Jump to a quarterback:
Baker Mayfield | Sam Darnold
Josh Allen | Josh Rosen | Lamar Jackson

Josh Allen

Pick in 2018 draft: No. 7 (Bills)

The transformation is complete. Allen entered the league as a big-armed passer out of Wyoming who didn't have a track record of accuracy at the college level. His adjusted completion percentage coming out of college was 56%, the lowest of the five first-round passers. He wasn't accurate as a rookie, and while he made major strides in Year 2, he was still below average by virtually every passing metric. It seemed like Allen was the next Blake Bortles or Mitchell Trubisky, quarterbacks who were propped up by their teams and surroundings into fooling fans that they were franchise passers for brief spells of their rookie deals.
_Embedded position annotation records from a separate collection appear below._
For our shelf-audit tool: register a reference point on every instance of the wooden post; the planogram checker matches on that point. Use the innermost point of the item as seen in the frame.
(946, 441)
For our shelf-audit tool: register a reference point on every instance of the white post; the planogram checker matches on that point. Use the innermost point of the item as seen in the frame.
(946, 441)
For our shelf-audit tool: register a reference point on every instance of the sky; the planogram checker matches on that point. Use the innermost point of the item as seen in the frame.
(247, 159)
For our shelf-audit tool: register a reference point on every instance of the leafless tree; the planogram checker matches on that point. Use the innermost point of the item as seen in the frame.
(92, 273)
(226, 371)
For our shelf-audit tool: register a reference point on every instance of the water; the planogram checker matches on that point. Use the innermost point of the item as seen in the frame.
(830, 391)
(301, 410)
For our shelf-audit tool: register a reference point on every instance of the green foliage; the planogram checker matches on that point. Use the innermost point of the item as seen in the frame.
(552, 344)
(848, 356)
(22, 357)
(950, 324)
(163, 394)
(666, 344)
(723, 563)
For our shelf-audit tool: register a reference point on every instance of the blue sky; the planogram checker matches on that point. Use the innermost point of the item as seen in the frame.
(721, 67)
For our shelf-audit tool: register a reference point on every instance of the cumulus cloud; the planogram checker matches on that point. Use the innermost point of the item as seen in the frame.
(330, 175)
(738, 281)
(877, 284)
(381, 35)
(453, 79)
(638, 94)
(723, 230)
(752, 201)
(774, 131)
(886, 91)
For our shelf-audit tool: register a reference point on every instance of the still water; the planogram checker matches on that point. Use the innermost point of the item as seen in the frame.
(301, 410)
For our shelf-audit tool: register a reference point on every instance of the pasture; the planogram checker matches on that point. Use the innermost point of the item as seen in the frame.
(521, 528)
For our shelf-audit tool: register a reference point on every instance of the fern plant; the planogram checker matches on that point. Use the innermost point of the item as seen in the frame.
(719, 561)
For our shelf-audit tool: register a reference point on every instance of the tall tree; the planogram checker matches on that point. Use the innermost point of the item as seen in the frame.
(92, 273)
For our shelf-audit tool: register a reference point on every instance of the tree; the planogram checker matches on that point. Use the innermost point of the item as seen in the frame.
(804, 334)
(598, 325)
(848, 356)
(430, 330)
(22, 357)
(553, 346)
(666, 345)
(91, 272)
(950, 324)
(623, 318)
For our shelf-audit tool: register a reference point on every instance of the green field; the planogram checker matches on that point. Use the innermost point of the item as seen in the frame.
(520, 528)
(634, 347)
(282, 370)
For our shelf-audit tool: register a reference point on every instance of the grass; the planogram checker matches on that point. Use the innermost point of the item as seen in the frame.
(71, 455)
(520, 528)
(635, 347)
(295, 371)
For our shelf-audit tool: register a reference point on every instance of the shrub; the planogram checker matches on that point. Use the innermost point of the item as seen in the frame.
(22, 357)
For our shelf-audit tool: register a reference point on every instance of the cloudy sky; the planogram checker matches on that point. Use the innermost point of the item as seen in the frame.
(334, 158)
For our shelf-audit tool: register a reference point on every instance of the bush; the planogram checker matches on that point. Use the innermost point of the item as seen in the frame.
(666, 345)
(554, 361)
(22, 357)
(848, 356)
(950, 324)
Allen is no Bortles or Trubisky. He was a revelation in his third season, emerging as one of the league's best quarterbacks. He went from a quarterback who would routinely battle his footwork in the pocket to one who seemed capable of setting and resetting his feet in moments from any setting or situation. A player who once seemed to not know where the ball was going from his traditional mechanics suddenly became an accurate passer from multiple arm angles. Allen was a legitimate MVP candidate.

Was it a fluke? I don't think so. When Wentz made his second-year leap in 2017, there were obvious unsustainable elements of his performance. As I wrote about back then, Wentz's 2017 season was built upon historically great performance on third down and in the red zone, with Wentz posting one of the 10 best seasons of the last decade in either category. Performance in those areas is tough to sustain unless you're dominating elsewhere on the field, and they were a one-year fluke for Wentz; he's 21st in third-down QBR and 10th in red zone QBR over the past three seasons.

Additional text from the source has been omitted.